ゲームの展開を左右するダイス・ロールとは?

 探索者ができあがったところで、少しゲームのルールを説明しましょう。

 このゲームで創られる物語は決まりきったものではなく、キーパーとプレイヤーの会話や発想、そして、行動の成否を決めるダイス・ロールによって、大きく変わっていきます。
 ダイス・ロールは、このゲームをを遊ぶ上で最も基本的なルールの一つです。ダイス・ロールがキャラクターの運命を左右することになるかもしれません。そんなハラハラドキドキの体験もまた、"クトゥルフ神話TRPG"の魅力なのです。
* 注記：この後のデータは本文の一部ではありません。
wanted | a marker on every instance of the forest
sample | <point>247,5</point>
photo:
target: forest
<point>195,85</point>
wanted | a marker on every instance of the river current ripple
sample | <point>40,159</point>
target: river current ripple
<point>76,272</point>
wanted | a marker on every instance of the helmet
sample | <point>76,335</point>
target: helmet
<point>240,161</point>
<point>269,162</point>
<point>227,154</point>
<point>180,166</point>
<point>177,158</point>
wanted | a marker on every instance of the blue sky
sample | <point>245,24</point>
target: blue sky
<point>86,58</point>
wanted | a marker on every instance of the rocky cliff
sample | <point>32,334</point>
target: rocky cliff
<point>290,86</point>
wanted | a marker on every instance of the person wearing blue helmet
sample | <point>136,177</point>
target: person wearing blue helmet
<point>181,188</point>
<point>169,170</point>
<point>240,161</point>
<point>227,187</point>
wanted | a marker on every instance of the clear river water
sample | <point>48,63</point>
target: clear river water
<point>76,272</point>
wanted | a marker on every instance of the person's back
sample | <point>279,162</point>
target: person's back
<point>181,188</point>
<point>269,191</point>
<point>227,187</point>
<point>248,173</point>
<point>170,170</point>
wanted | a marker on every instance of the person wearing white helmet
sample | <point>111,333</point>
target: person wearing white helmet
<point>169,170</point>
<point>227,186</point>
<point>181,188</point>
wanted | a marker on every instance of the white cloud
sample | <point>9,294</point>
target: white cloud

●行動の成否は能力値や技能値を基準にダイスをロールすることで決まる

 ゲームが始まったら、探索者たちは危険に遭遇することもあるでしょう。あるいは、ちょっと難しくて失敗の可能性がある事柄に賭ける瞬間があるかもしれません。そうした場合、キーパーは、探索者たちにダイス・ロールを指示することになります。例えば、襲ってきた触手を避けるために〈回避〉の技能ロールが必要になるかもしれません。

 ダイス・ロールはD100(パーセント・ダイス)で行ないます。D100は2つのD10(10面ダイス)の組み合わせで片方を10の位、片方を1の位とすることで、1から100の数字を出せます。出た数字が指定された能力値や技能値以下だったら、その行動は成功します。つまり、能力値や技能値はある事柄を成功させられる確率なのです。能力値や技能値を基準にして行なうダイス・ロールをまとめて技能ロールと呼びます。

●技能ロールの難易度

 技能ロールは必要に応じて行なわれますが、誰でも簡単にできそうなことだったり、判定することで結果が大きく変わらなかったりする場合には、行ないません。例えば、何もない広い場所で、自動車をゆっくり走らせるのには技能ロールは必要ありません。

 ですが、技能ロールの結果で何か起こりそうな場合、例えば、敵が運転するトラックに幅寄せされ、崖から落ちそうな場合には、トラックをよけるために〈運転(自動車)〉の技能ロールが必要になるでしょう。
 状況によっては探索者の行動がもっと難しくなることがあります。雨が降って路面が濡れていたり、あるいは寒さで凍結していたりすれば、運転は難しくなるはずです。

 技能ロールの際は、行動の難しさをキーパーが決めます。難易度は3段階あり、通常のものなら「レギュラー」、難易度が上がれば「ハード」、さらに難しいなら「イクストリーム」となります。
 難易度がレギュラーであれば、技能ロールの基準は、探索者を作る時に決めた技能値と同じ値です。この値をフル・バリューと呼びます。
 行動が通常より難しいとキーパーが判断した場合、難易度がハードなら技能値の2分の1の値、イクストリームなら5分の1の値を基準にして技能ロールを行ないます。探索者を作る時に技能値の2分の1と5分の1の値を記入しましたよね。

●INTロールと〈アイデア〉ロール

 能力値INTを使うロールには、INTロールと〈アイデア〉ロールの2つがあります。どちらも同じ値を基準にしますので、探索者シートではINTと並べて「アイデア」と書かれています。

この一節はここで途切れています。